What we're estimating so far, this is again work in progress, is that these policy teams are 15 times the size of lobbying teams, roughly. They're significantly way less likely to have government experience, and they seem less partisan than lobbyists. And we think that they're compliments to lobbyists, not substitutes.
And we really think there's two key takeaways to this paper. One, the literature has really underestimated the total amount of corporate political spending by only being able to focus on these publicly disclosed expenditures that occur outside the firm through lobbying. And the reality is that much more money is probably spent inside the firm employing and resourcing these internal corporate policy teams.

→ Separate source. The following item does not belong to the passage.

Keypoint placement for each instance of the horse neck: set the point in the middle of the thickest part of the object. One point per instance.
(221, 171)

Moreover, when we turn to the mechanisms of how does lobbying work, we think that this evidence is probably closer leans us a little, lets the pendulum swing a little back towards informational lobbying, and away from quid pro quo lobbying. Again, not to say that both are not important, they clearly are.
But what we're finding is of all this money that is being spent on lobbying that wasn't previously being measured by the literature. We think a lot of it is going towards develop, studying and developing ideas, strategy and evidence, and less towards the relationship management, which is the part that you do observe in the publicly disclosed data.

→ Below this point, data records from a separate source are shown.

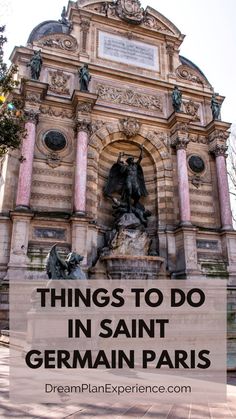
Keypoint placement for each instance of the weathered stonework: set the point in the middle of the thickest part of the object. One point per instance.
(127, 105)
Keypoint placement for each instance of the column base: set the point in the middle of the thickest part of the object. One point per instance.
(22, 208)
(228, 227)
(185, 224)
(80, 213)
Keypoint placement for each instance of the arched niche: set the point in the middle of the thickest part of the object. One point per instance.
(103, 151)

We have some very tentative policy takeaways as my last slide and I don't want to, I don't want to lean on these too heavily because this is very much work in progress. But if it's true, that most lobbying is informational in nature and occurs inside the firm. Then policies to limit public lobbying, which is a favorite thing that people always talk about, are likely to have limited efficacy, and could even be counterproductive in the sense that most of the efforts going on inside the firm to develop this expertise.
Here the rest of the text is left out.